Seoul, South Korea, says it will be the first big city to settle in the Metaverse. On Nov. 3, the South Korean capital announced a plan to provide various public services and cultural events in the Metaverse, an immersive internet that relies on virtual reality. If the plan is successful, the citizens of Seoul can wear virtual reality glasses, visit a virtual town hall, and do everything from visiting historic sites to filing civil lawsuits.
The 3.9 billion won ($3.3 million) investment is part of Mayor Oh Se-hoon’s 10-year plan for the city to boost social mobility among citizens and boost Seoul’s global competitiveness. It will also take full advantage of South Korea’s Digital New Deal, a nationwide plan to use digital and artificial intelligence tools to improve health care, central infrastructure and the economy to help South Korea recover from the economic crisis caused by the new coronavirus epidemic.

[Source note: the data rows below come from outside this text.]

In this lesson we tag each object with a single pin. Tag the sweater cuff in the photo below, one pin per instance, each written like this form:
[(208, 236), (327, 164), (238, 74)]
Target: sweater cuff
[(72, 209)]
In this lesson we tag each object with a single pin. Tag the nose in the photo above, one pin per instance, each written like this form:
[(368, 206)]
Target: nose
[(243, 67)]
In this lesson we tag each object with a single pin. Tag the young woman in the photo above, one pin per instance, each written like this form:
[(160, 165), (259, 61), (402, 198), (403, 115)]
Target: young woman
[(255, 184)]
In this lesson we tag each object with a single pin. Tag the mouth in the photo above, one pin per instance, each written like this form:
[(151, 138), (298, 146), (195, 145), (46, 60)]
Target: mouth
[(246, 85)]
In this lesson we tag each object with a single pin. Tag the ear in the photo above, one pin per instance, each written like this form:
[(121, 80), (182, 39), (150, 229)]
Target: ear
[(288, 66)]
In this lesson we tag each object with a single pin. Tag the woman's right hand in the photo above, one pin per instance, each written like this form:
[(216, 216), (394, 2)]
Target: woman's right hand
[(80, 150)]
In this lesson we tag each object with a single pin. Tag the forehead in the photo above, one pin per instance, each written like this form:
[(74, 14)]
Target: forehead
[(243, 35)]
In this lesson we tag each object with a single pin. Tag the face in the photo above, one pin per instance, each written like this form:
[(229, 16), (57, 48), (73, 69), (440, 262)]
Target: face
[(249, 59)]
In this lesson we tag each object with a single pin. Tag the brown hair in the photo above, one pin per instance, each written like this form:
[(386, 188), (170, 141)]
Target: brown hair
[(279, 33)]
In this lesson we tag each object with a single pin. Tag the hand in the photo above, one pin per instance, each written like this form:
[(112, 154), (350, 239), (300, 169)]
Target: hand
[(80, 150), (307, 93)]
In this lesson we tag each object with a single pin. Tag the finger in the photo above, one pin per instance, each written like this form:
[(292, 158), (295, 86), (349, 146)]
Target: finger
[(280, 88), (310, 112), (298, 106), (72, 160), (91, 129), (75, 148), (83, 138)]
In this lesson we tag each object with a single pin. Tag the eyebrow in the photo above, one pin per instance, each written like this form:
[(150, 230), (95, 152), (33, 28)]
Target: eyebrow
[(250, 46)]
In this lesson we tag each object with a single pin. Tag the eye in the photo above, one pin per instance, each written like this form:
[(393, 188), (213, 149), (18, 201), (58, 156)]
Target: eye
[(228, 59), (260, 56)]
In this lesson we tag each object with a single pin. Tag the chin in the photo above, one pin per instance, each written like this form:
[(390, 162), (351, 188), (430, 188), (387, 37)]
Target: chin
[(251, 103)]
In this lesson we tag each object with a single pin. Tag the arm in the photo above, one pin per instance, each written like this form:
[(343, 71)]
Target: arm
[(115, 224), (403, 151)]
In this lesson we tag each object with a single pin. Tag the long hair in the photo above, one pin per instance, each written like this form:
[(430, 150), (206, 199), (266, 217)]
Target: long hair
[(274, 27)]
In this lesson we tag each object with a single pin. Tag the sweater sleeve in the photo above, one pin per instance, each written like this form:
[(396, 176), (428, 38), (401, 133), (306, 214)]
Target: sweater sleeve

The Seoul Metropolitan Government will develop its own metaverse platform by the end of 2022. When it officially opens in 2026, it will host a number of public functions, including a virtual mayor’s office and space dedicated to the business sector; a fintech incubator; and a public investment organization. The platform will kick off this December with a virtual New Year’s bell ringing ceremony. In 2023, the city of Seoul plans to open the “Metaverse 120 Center,” a venue for virtual public services. The avatars will be here to address the concerns of citizens that previously could only be addressed by visiting the town hall in person. So far, the plan has provided few details about the devices citizens will use to access the Metaverse platform, and Seoul city officials stress that the goal is to expand the reach of public city services, regardless of citizens’ geographic locations or disabilities. But professional equipment can be a hindrance for many citizens. Virtual reality headsets still cost $300 to $600 and are not as ubiquitous as smartphones and computers.
As part of the “smart city” movement, municipalities everywhere are using digital technology and real-time data to optimize city operations. The metaverse could be its next evolutionary stage. Although the details of how the metaverse will work are still unclear, even for the companies trying to build it. But it was a natural next step for Seoul. Seoul is planning to use artificial intelligence to monitor its sewers and wastewater treatment centers. AI chatbots provide public services to handle public concerns and complaints about everything from illegal parking to COVID-19 policies. Earlier this year, Seoul rolled out a public IoT network plan, installing a series of sensors and base stations across the city, collecting data on traffic, public safety, and environmental metrics and feeding it back into a central operating platform managed by city officials . The future of the Metaverse will be built almost entirely by corporations. Meta, the parent company of Microsoft, Nike, and Facebook, is making a big splash in the digital space. South Korea is one of only a few governments trying to rebuild the virtual plaza. But if South Korea can pull off its plan, it could expand the utility of the metaverse to millions of citizens who might otherwise be excluded.